Crédit : © Centre Equestre de Keravel

Mardi 29 mai - 16h45 | Maxence Magnin

Les plus grandes peurs du cavalier débutant

L’équitation lorsque l’on est petit peut s’avérer comme un vrai challenge pour dépasser ses peurs si la confiance en soi ou celle avec les poneys n’est pas encore installée. Ces peurs sont même capables de nous faire arrêter l’équitation et d’autant plus lorsque les autres de notre groupe sont au contraire rassurés. Retour en arrière donc, pour se remémorer nos plus grandes peurs à poney lorsque nous commencions l’équitation petits.    

Être le premier de la reprise. C’était un des exercices les plus délicats lors de nos débuts. Il requérait le plus d’attention possible pour celui qui était en tête de file et ne donnait aucun droit à l’erreur. Autant dire qu’il ne fallait pas non plus confondre sa droite et sa gauche et surtout, comprendre à partir de quel point se faisait une diagonale ou un doublé. 
Être le plus nul du groupe. Qu’on se le dise, il y a toujours des très bons et des moins bons dans la vie de tous les jours. En équitation cette règle s’applique aussi, et être celui à qui on donnait toujours le poney le plus facile n’était pas forcément valorisant lorsque le meilleur était en tête de reprise et montait en plus, le poney le plus délicat. 
Le premier galop. Si certains sont téméraires dès leurs débuts à cheval, d’autres ont besoin d’acquérir une certaine confiance. Si le pas et le trot sont des allures pour le moins calmes, le galop était cependant un grand pas en avant. À tous ceux qui ont appréhendé avant de demander leur premier galop : ne vous en faites pas, vous n’étiez pas seul(e)s. 
Se faire mordre pendant le pansage. Si aujourd’hui vous connaissez parfaitement le comportement de vos montures lors du pansage, ce n’était pas la même chose petit et plus particulièrement pendant le passage de sangle. Nombreux sont les poneys qui n’aiment pas ce moment-là et qui tentaient donc de vous pincer. Un traumatisme qui ne vous abandonne jamais finalement. 

Aller chercher les poneys au pré. Rien de tout cela ne semble à première vue impressionnant. Sauf qu’au pré, les poneys peuvent aussi être avec de plus grands poneys, voire des chevaux qui en imposent bien plus. Et lorsque ceux-ci venaient tous vers vous en même temps, cela pouvait faire assez peur du haut des 1,30m que l’on peut faire lorsque l’on débute l’équitation. 
Changer de poney fétiche.
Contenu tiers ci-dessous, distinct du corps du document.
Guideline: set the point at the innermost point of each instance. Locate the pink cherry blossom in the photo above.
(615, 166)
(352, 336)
Ça, c’était la catastrophe, la chose à ne pas faire. Tous nos sens se perdaient, tous nos réflexes aussi. Un rien qui nous déstabilisait car nous devions apprendre à monter tous les types de poneys. 
Être le dernier en promenade. Un privilège pour certains, une angoisse pour d’autres. Être si loin de sa monitrice qui contrôle tout devant, c’était avant tout une grande peur si jamais quelque chose se passait. Mais heureusement que les poneys de clubs sont des amours et ne faisaient jamais rien de bien méchant si ce n’est s’arrêter pour brouter de l’herbe. 
Partir en premier sur un parcours. Il fallait avant tout le retenir sans avoir vu les autres le faire, mais surtout accepter le regard des autres. Un défi à toute épreuve qu’on était fier de relever avec brio.